Monoclinic vanadium dioxide in nanostructure is a first material for understanding correlation effects in solids with completely reversible phase transitions, as well as for further applications in smart devices [6]. The most crucial vanadium oxide phases are VO, V2O3, VO2, and V2O5, which reveal different oxidation states V2+, V3+, V4+, and V5+ respectively. The first discovery of the VO2 transition was in 1959 by F. J. Morin. It exhibits a monoclinic crystal structure at low temperatures [7]. When this oxide is heated over the transition temperature (about 60–70 °C), the lattice changes from monoclinic to tetragonal, allowing the material to become IR reflective. This high temperature is unsuitable for many uses. To make the VO2 more commercially feasible, commonly, dopants added to reduce its transition temperature, [8]. Several dopants incorporate into vanadium (IV) oxide many experimental investigations on the W × V1 × O2 systems have been carried out, with the goal of presenting some mechanistic and structural explanations [9,10,11]. The charge-transfer mechanism takes place, given the fact that tungsten (VI) ion replaces vanadium (IV) ion.
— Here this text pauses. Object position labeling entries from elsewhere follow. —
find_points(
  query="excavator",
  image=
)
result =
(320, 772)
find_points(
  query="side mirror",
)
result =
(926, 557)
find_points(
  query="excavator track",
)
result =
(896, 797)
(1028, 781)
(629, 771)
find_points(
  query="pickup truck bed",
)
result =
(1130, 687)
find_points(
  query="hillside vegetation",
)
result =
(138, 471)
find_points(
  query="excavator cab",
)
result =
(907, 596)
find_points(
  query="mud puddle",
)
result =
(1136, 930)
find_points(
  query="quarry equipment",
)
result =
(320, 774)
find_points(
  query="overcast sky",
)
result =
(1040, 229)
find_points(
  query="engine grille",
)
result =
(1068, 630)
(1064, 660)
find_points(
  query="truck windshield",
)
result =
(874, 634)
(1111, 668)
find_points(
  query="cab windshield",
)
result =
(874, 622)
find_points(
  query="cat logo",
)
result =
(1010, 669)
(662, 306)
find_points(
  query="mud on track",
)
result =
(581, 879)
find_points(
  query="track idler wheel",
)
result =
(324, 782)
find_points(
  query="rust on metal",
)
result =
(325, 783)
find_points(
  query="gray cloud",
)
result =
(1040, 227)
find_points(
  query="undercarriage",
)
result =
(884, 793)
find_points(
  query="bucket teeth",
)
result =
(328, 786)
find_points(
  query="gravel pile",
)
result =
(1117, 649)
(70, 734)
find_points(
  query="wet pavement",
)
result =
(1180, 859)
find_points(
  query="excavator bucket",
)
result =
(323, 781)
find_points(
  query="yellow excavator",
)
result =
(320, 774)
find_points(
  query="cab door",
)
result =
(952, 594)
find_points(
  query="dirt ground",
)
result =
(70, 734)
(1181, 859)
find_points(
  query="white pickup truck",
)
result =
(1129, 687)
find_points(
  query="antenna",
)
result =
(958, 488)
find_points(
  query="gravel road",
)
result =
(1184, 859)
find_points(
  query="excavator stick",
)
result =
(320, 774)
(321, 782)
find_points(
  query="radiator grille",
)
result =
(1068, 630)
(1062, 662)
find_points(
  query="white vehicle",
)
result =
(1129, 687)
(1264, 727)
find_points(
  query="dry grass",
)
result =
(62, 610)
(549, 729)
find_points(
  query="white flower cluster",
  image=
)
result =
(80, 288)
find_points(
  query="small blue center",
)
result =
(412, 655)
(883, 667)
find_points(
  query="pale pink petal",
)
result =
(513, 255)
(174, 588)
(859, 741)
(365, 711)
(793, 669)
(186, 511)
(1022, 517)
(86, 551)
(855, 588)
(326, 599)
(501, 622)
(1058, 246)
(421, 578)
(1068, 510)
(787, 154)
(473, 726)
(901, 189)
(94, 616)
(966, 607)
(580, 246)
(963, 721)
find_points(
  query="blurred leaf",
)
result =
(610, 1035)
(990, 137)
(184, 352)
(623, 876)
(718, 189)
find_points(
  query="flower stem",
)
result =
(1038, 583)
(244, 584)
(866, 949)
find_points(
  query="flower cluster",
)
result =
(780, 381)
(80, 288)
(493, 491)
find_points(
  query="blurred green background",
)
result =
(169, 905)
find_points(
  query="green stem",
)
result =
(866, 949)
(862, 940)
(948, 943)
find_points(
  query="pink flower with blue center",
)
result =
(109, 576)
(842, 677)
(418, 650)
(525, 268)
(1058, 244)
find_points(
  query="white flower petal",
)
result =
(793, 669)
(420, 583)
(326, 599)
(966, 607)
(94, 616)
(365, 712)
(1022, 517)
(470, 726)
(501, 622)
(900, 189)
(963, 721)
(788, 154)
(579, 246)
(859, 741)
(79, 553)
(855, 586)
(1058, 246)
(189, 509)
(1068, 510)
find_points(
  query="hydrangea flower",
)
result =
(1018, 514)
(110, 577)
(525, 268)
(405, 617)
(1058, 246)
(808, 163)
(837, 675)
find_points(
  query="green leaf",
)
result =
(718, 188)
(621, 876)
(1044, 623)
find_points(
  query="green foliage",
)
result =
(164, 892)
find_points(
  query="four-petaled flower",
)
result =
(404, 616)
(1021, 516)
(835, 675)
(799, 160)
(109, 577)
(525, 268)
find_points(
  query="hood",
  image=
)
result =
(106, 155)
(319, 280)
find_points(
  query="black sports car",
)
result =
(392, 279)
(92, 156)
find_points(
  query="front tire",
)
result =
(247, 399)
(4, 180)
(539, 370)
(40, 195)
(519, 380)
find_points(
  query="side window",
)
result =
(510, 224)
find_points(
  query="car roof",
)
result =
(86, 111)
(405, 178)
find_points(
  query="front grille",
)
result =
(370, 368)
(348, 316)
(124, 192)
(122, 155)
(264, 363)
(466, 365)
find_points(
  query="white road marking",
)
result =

This mechanism is assumed to be both through the placing extra electrons into the vanadium d band, plus the larger ionic radius of tungsten over vanadium [12]. Several studies, Booth et al. [11], Whittaker et al. [9] and Patridge et al. [13] and Netsianda et al. [14], according his research suggested that dopants cause a local structural deformation changing the structure from asymmetric monoclinic phase toward high symmetry of VO2 rutile phase.
The preparation of vanadium oxide films is quite complicated since it is influenced by some growth parameters, practically, the annealing time and temperature in the final step [15]. Up to 800 °C, some of surface vanadium oxide species showing are stable state, while surface vanadia species to crystalline V2O5 conversions occur between 800 and 900 °C [16].
The paper aims to examine the effect of heat-treated temperature on the phase transformation of vanadium oxide films and thermochromic capability, starting from vanadium alkoxides and heat treated under an inert atmosphere.
Experimental
Material
The significant chemicals used, in this work, were vanadium oxytripropoxide (VOTP) 98%, and tungsten hexachloride ≥ 99.99% all supplied from Sigma-Aldrich. Anhydrous isopropyl alcohol ≥ 98 supplied from Chemistry lab. The deionized water used as a solvent.
Procedure
Vanadium oxide films prepared via sol–gel technique through mixing vanadium oxytripropoxide in anhydrous isopropyl alcohol under stable stirring for 45 min at room temperature. To prepare the impurity-doped films, at 4% of WCl6, was dissolved in ethanol then introduce into the vanadium solution. The colorless sol herein turned to bright yellow upon blending WCl6, after stirring for 45 min, the solution color then shifts from yellow to blue. The shifted occurs because W6+ (yellow) is reduced to W5+ (blue) by means of an organic solvent.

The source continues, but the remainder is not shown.